How do you know if your shareholders’ agreement is up to scratch?
Having spent nearly thirty years specialising in resolving disputes between people in business together I have seen many shareholders’ agreements and it is fair to say that they are not all of the same standard. Regretfully, many agreements simply are not fit for purpose and shareholders only discover their agreement doesn’t do its job once they find themselves in the middle of a dispute.
So, what can be done about this? Well, it is imperative that your shareholders’ agreement is properly drawn up but a lawyer with specialist expertise and experience in this area. A specialist barrister can advise on the provisions needed to make it effective in practice. Your shareholders’ agreement should, at the very least, include these key elements:
- It should protect the interests of all parties – a good shareholders’ agreement will help regulate the relationship between shareholders, identify rights of participation and govern the way in which the business is conducted and the company is run.

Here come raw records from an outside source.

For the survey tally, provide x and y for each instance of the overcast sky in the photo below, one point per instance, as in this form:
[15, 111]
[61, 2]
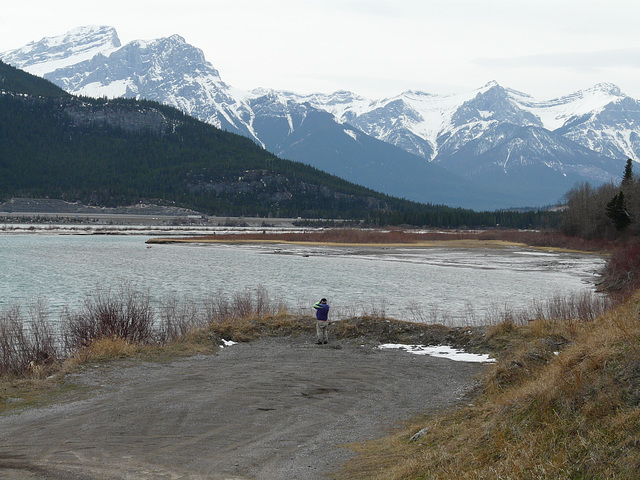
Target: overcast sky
[376, 48]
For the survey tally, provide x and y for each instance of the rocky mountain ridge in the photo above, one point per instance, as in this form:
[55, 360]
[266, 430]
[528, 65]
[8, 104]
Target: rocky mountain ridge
[490, 148]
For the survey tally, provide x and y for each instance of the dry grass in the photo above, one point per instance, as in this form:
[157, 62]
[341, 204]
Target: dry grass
[353, 236]
[563, 402]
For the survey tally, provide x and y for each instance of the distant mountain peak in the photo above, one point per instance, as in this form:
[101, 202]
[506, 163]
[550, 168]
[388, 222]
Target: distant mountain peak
[75, 46]
[606, 87]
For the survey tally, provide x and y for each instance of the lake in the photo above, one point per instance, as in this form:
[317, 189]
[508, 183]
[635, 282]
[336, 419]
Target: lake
[406, 283]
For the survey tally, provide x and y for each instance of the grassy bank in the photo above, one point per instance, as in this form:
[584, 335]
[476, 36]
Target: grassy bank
[562, 402]
[396, 237]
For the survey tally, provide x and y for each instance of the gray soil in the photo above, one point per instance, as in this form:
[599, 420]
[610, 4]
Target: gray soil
[276, 408]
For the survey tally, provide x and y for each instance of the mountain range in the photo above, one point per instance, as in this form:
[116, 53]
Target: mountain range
[489, 148]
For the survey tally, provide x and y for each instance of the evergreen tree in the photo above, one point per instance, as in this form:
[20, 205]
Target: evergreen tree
[617, 212]
[628, 172]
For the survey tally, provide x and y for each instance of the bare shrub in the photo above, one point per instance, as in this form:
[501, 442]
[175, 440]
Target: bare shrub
[27, 345]
[242, 305]
[128, 316]
[621, 274]
[177, 318]
[578, 307]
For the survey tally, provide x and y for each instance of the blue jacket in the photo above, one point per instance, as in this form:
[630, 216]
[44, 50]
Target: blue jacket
[322, 311]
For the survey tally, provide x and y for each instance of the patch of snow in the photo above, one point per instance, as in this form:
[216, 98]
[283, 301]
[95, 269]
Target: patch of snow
[441, 351]
[352, 134]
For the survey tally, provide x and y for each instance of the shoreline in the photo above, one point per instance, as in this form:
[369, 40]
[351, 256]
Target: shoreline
[453, 243]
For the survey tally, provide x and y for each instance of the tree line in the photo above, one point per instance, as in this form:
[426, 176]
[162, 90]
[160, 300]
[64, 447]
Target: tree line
[609, 211]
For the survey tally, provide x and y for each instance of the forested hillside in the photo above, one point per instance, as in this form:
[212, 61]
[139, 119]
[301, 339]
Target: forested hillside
[609, 211]
[119, 152]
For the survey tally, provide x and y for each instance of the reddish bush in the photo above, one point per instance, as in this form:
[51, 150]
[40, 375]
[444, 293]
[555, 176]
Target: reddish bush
[621, 273]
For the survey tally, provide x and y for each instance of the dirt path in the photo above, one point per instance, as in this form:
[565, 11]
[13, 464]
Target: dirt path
[277, 408]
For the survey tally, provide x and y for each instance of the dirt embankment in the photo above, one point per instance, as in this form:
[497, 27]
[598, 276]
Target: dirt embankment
[275, 408]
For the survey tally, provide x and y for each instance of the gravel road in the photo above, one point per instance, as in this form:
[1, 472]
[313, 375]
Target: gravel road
[276, 408]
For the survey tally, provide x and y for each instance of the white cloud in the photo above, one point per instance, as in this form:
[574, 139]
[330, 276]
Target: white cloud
[374, 47]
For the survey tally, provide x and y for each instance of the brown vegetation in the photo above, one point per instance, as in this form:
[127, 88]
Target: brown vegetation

- It should include rights of veto – such rights protect the position of minority shareholders ensuring that they cannot be excluded from important decisions affecting the business.
- It should allow access to information –a shareholders’ agreement should provide for access to all accounts, records, documents and other detail that might be required in order for each shareholder to properly assess matters and make fully informed decisions.
- It should provide mechanisms for the effective resolution of any future disputes – these might include compulsory retirement clauses, share transfer provisions, “put and call” options, valuation provisions and provisions regarding mediation/arbitration so as to avoid expensive litigation.
The truth is, without an effective agreement in place, all shareholders are left vulnerable and their position and interests in the company are at risk. For this reason, I always advise clients to ensure that an effective shareholders’ agreement is put in place from the outset when entering into a new business venture with others. If one has not been in place from the outset, an effective shareholders’ agreement should be entered into as soon as possible.
To ensure that your shareholders’ agreement is effective and “worth the paper it’s written on”, you should consider engaging an experienced and specialist barrister to draw one up for you. Do not try and cut corners; if your shareholders’ agreement does not cover everything you need it to, you will be leaving yourself open to unnecessary risk from the serious problems that can arise should business partners fall out with one another. A comprehensive shareholders’ agreement will put your mind at rest and protect your rights and interests, allowing you all to get on with your business.